A tripulação do porta-aviões americano USS Abraham Lincoln, que passou um período recorde de nove meses em missão, incluindo operações no Oriente Médio e relatos de dificuldades nas condições a bordo, pode fazer uma escala na Tailândia no início de setembro.
A informação foi divulgada pelo USA TODAY na segunda-feira, com base em mensagens trocadas por integrantes da tripulação com familiares.
Em uma conversa no dia 18 de agosto, um marinheiro a bordo do Lincoln pediu a um familiar informações sobre alguns hotéis na Tailândia. Em outra troca recente, uma mulher disse a um parente estar animada com a possibilidade de ele visitar o país, já que ele havia comentado sobre viajar para lá.
A informação, porém, ainda não foi confirmada oficialmente.
Procurados pelo USA TODAY, porta-vozes da Marinha americana afirmaram que a instituição não comenta operações futuras ou movimentações de navios por razões de segurança operacional.
O Lincoln iniciou o retorno aos Estados Unidos após uma longa missão no Oriente Médio, em meio aos ataques dos EUA contra o Irã.

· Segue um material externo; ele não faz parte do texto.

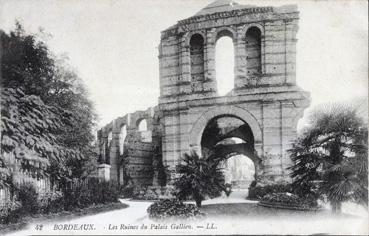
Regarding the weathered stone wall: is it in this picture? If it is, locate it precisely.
[98,107,160,185]
[159,6,309,184]
[99,3,310,184]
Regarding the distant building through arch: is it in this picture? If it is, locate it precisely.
[98,0,310,186]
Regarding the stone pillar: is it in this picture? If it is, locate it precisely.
[234,26,246,88]
[97,164,110,181]
[204,29,217,92]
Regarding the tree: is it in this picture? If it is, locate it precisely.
[174,152,226,207]
[289,104,368,212]
[0,23,96,188]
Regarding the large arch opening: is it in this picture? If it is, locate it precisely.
[201,115,261,196]
[215,31,234,96]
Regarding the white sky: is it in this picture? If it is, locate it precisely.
[0,0,368,129]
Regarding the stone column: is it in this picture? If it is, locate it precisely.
[97,164,110,181]
[234,26,247,88]
[204,29,217,92]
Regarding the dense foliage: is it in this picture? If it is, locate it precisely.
[0,178,119,224]
[62,178,119,210]
[290,105,368,212]
[174,152,225,207]
[147,199,203,220]
[0,23,96,186]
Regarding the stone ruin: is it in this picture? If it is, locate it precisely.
[98,0,310,190]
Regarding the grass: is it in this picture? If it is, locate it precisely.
[200,203,352,219]
[0,202,128,235]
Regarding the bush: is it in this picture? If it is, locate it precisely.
[63,178,119,210]
[119,185,135,198]
[147,199,204,219]
[18,184,40,214]
[262,193,318,208]
[0,201,22,224]
[39,192,64,214]
[248,184,292,200]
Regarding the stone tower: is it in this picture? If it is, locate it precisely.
[159,0,310,182]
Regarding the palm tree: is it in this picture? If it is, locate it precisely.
[289,105,368,212]
[174,152,225,207]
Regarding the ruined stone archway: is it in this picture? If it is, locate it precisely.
[189,106,262,155]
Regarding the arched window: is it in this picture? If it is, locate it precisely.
[108,131,113,147]
[138,119,147,132]
[190,34,204,91]
[119,125,127,155]
[215,34,234,96]
[246,26,261,76]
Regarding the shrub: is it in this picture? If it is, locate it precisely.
[248,184,292,199]
[173,152,225,207]
[119,185,134,198]
[63,178,119,210]
[39,192,64,214]
[0,201,22,224]
[147,199,204,219]
[18,184,40,214]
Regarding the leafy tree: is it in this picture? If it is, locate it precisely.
[290,105,368,212]
[174,152,226,207]
[0,23,96,188]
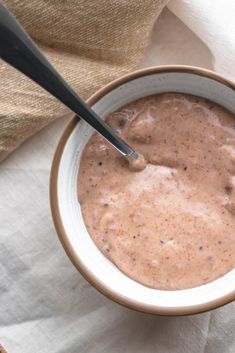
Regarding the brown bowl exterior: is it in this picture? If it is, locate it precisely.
[50,65,235,316]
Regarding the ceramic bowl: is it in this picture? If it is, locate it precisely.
[50,66,235,315]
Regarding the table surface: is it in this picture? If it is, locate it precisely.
[0,9,235,353]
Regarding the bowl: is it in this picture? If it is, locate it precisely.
[50,66,235,315]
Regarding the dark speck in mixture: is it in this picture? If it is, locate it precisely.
[224,185,233,194]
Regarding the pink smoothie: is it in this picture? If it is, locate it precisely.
[78,93,235,290]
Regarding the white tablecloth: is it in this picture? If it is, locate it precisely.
[0,0,235,353]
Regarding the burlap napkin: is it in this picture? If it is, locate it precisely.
[0,0,167,160]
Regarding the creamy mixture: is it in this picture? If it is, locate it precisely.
[78,93,235,290]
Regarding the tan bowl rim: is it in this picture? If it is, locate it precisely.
[50,65,235,315]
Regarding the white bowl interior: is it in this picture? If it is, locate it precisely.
[58,72,235,309]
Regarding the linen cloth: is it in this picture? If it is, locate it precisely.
[0,0,235,353]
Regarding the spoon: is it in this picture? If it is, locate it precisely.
[0,3,144,170]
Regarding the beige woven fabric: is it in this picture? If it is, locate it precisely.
[0,0,167,160]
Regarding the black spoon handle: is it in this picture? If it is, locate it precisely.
[0,3,134,157]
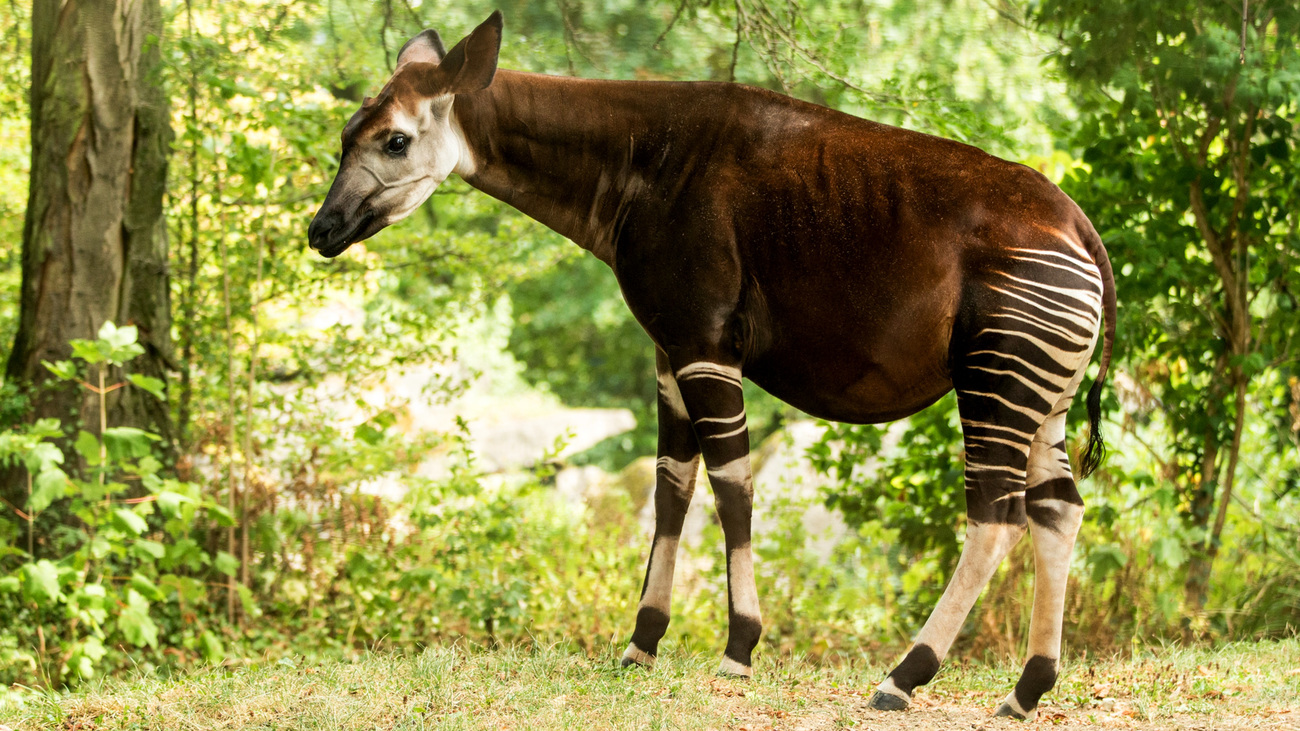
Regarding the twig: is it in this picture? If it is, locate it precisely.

O porta-aviões deixou San Diego em 21 de novembro de 2025, e sua tripulação esperava inicialmente permanecer em missão por cerca de seis meses.
Segundo a Marinha, o navio fez apenas uma escala em Guam, em meados de dezembro, e permaneceu no mar por mais de 250 dias consecutivos, um recorde para um porta-aviões americano sem realizar outras paradas em portos.
Uma análise do USA TODAY, levando em conta o tamanho e a velocidade do navio, estimou que o Lincoln poderia levar entre quatro e cinco semanas para chegar ao território continental dos Estados Unidos, caso não houvesse novos imprevistos.
Ao longo dos meses em alto-mar, também surgiram relatos de integrantes da tripulação sobre condições difíceis a bordo, incluindo falta de suprimentos básicos e problemas relacionados à saúde mental dos militares.